Section 4.5 of the textbook Deep Learning by Goodfellow, Bengio, and Courville, says that the gradient of
$$f(\mathbf{x}) = \dfrac{1}{2}\|\mathbf{A} \mathbf{x} - \mathbf{b}\|_2^2$$
is
$$\nabla_{\mathbf{x}} f(\mathbf{x}) = \mathbf{A}^T (\mathbf{A}\mathbf{x} - \mathbf{b}) = \mathbf{A}^T \mathbf{A} \mathbf{x} - \mathbf{A}^T \mathbf{b}$$
My understanding is that $f(\mathbf{x}) = \dfrac{1}{2}\|\mathbf{A} \mathbf{x} - \mathbf{b}\|_2^2$ is the square of the Euclidean norm. So we have that
$$\begin{align} f(\mathbf{x}) = \dfrac{1}{2}\|\mathbf{A} \mathbf{x} - \mathbf{b}\|_2^2 &= \dfrac{1}{2} \left( \sqrt{(\mathbf{A} \mathbf{x} - \mathbf{b})^2} \right)^2 \\ &= \dfrac{1}{2} (\mathbf{A} \mathbf{x} - \mathbf{b})^2 \\ &= \dfrac{1}{2} (\mathbf{A} \mathbf{x} - \mathbf{b})(\mathbf{A} \mathbf{x} - \mathbf{b}) \\ &= \dfrac{1}{2} [ (\mathbf{A}\mathbf{x})(\mathbf{A} \mathbf{x}) - (\mathbf{A} \mathbf{x})\mathbf{b} - (\mathbf{A} \mathbf{x})\mathbf{b} + \mathbf{b}^2 ] \ \ \text{(Since matrix multiplication is distributive.)} \\ &= \dfrac{1}{2} [(\mathbf{A} \mathbf{x})^2 - 2(\mathbf{A} \mathbf{x})\mathbf{b} + \mathbf{b}^2] \ \ \text{(Note: Matrix multiplication is not commutative.)} \end{align}$$
It's at this point that I realised that, since we're working with matrices, I'm not really sure how to take the gradient of this. Taking the gradient of $f(\mathbf{x})$ with respect to $\mathbf{x}$, we get something like
$$\nabla_{\mathbf{x}} f(\mathbf{x}) = \dfrac{1}{2} [2 (\mathbf{A} \mathbf{x}) \mathbf{A}] - \dfrac{1}{2}[2(\mathbf{A} \mathbf{A} \mathbf{x})\mathbf{b}]$$
So what is the reasoning that leads us to get $\nabla_{\mathbf{x}} f(\mathbf{x}) = \mathbf{A}^T (\mathbf{A}\mathbf{x} - \mathbf{b}) = \mathbf{A}^T \mathbf{A} \mathbf{x} - \mathbf{A}^T \mathbf{b}$? Where did the transposed matrices come from?
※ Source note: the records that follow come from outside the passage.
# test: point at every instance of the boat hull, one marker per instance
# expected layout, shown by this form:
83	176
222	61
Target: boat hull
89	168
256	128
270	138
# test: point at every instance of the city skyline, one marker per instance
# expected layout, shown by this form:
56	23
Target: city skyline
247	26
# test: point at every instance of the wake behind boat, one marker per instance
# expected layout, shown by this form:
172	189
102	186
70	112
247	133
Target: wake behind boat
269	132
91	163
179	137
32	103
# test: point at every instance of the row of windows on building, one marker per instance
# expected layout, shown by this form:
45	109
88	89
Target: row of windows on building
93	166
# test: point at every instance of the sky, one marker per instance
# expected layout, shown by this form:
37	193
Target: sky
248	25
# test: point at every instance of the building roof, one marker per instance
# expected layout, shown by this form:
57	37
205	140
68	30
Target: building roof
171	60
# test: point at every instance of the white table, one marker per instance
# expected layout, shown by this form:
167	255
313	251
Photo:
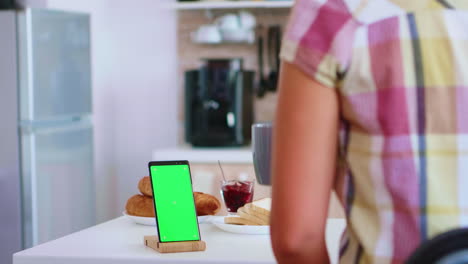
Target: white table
121	241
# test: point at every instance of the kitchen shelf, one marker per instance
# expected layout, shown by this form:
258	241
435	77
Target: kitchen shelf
232	4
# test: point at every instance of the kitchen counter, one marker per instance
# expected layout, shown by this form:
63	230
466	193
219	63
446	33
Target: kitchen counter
121	241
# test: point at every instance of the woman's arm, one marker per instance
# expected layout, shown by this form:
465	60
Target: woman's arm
304	158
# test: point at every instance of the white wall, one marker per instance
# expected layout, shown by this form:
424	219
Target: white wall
134	91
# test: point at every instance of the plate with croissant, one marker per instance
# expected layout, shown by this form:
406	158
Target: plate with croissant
139	207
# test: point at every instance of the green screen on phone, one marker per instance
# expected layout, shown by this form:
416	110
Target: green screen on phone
176	215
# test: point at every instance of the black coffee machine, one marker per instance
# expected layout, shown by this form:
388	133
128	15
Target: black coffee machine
219	104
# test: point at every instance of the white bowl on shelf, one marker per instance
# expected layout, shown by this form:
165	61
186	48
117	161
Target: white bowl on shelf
238	35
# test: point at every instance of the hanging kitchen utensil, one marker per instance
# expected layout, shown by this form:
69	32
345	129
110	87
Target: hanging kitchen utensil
262	83
274	46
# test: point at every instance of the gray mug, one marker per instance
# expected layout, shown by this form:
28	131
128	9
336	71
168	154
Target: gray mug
261	148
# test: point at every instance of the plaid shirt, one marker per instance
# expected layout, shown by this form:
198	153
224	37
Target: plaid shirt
400	69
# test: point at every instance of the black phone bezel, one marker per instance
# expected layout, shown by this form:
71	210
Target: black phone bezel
164	163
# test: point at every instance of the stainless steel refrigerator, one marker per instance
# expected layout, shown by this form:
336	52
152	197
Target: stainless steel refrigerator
46	140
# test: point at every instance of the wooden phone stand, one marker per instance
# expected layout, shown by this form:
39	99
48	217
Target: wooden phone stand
172	247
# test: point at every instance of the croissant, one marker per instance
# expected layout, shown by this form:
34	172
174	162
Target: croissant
206	204
144	185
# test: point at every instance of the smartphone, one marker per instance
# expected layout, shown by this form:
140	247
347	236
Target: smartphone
174	205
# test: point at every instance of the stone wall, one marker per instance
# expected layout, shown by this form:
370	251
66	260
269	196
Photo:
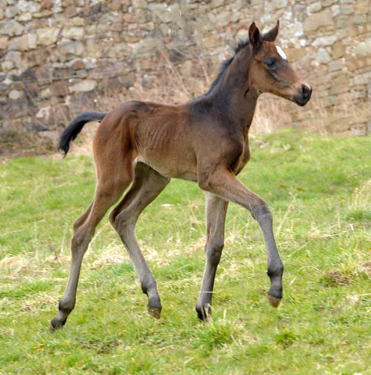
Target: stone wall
59	57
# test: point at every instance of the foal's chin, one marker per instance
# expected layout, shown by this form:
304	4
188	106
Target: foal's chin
299	101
I would greatly appreciate it if people would please take the time to clarify this.
We must take the derivative with finesse, and that means we use the chain rule. Note that $f = g \circ h$, where $h(x) = Ax-b$ and $g(u) = (1/2) \|u\|^2$. The derivatives of $h$ and $g$ are $h'(x) = A$ and $g'(u) = u^T$. So by the chain rule $$ f'(x) = g'(h(x)) h'(x) = (Ax-b)^T A. $$ The gradient of $f$ is $$ \nabla f(x) = f'(x)^T = A^T(Ax-b). $$